British lawmakers will convene in the House of Commons to vote on Prime Minister Boris Johnson’s newly agreed Brexit deal in a rare Saturday sitting.
Johnson, who took over crucial negotiations with European Union officials on the divorce deal after his predecessor Theresa May repeatedly lost parliament votes on her deal, will try to secure ratification from lawmakers.
Having lost all crucial votes in parliament since taking office, Johnson needs 320 MPs to back his deal. The numbers do not look good for the prime minister, however, as he faces the historic parliamentary session.

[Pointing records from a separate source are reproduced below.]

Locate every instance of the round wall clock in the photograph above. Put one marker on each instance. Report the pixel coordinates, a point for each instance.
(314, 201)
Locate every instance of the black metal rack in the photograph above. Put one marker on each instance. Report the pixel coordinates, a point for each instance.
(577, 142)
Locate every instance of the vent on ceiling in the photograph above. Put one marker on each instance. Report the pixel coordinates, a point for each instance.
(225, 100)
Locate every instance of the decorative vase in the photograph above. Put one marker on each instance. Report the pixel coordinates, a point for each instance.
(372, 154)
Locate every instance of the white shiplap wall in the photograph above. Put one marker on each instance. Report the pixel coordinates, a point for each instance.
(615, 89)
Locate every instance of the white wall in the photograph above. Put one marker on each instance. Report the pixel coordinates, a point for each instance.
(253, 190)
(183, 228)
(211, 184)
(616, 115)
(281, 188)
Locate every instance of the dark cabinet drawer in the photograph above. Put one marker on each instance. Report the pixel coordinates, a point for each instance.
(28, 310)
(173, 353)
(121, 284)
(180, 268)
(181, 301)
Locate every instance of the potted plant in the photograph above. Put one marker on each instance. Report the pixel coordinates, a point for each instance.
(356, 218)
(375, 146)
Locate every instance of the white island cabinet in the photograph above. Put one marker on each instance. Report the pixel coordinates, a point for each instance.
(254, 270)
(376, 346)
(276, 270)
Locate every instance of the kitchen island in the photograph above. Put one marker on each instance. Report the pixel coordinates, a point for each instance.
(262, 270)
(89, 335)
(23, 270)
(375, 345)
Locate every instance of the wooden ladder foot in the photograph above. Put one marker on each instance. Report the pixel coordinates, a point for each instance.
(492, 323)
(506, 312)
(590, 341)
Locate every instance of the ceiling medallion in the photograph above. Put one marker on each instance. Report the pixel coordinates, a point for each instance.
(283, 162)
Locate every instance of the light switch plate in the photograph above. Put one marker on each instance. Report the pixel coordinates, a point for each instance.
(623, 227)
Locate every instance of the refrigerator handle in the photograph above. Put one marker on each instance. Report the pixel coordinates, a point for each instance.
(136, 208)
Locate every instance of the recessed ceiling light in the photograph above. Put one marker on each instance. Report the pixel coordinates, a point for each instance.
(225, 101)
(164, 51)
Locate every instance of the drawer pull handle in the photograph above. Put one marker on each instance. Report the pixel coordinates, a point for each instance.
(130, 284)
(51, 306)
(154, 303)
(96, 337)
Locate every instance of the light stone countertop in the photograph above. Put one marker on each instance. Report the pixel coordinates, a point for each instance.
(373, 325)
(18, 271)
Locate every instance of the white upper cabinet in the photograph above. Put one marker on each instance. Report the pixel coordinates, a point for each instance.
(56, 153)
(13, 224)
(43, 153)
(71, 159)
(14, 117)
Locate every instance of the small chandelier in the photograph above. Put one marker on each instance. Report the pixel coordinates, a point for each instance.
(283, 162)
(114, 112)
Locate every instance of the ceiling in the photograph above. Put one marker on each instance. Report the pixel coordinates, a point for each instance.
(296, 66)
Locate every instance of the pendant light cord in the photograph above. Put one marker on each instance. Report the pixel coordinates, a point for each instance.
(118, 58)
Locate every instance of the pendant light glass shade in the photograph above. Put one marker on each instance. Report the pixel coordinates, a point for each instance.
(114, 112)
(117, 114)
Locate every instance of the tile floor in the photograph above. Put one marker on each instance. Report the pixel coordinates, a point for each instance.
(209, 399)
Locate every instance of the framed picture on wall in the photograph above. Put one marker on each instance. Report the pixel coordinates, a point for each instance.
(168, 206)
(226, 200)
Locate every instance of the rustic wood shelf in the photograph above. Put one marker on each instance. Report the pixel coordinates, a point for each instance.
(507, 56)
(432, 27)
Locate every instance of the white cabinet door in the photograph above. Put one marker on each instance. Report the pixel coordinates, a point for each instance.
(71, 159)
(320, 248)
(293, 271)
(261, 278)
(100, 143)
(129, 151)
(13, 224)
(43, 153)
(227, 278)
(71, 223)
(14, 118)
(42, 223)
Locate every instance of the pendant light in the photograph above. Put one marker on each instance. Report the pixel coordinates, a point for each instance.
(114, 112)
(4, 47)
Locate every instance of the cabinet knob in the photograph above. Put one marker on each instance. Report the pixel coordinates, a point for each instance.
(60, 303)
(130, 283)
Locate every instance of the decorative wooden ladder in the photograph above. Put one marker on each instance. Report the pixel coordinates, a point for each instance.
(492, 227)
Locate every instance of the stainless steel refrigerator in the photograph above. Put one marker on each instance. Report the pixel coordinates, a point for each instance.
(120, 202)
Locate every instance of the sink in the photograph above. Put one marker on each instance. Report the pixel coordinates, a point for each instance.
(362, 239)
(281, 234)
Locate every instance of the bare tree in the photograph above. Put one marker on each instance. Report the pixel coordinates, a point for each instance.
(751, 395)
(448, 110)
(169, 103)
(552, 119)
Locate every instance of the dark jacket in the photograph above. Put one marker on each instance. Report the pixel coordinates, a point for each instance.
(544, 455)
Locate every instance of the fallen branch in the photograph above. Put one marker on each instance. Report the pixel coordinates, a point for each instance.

The leader of the Democratic Unionist Party (DUP) has already said they would not support the deal.
The last time the House of Commons held a Saturday sitting was 37 years ago during Britain’s war with Argentina over sovereignty of the Falkland Islands.
Johnson removed the whip from 21 former Tory MPs weeks ago when they voted in favor of a bill that would force the government to ask the EU for a new extension to Brexit. As they voted against a no-deal Brexit, they are not expected to vote for this new deal.
The new deal, if passed by parliament, would leave Northern Ireland aligned with the EU in customs rules so the European single market is protected. It is a concessional change to a controversial backstop clause of the previous deal, but it is also presented as a good deal to protect the Good Friday (1998 Belfast) Agreement and avoid a hard border in the island of Ireland after Brexit.
However, the new deal would also create a regulatory border between Northern Ireland and the rest of the U.K. territory – a situation the Tory government’s de facto partners Northern Irish unionists have categorically rejected.
Although all the opposition parties in Westminster have said they would oppose the deal, Johnson has claimed that his deal will receive enough support in the vote.
The historic vote will see various amendments chosen by House of Commons Speaker John Bercow, and the final vote will be held after all the amendments are voted on.
The European Union (Withdrawal) (No. 2) Act, also known as the Benn Act, requires Johnson to go back to Brussels to request a new extension from the EU.
Johnson has repeatedly said the U.K. would leave the bloc on Oct. 31 with or without a deal, but what happens on Saturday will shape the country’s future and its departure from the bloc.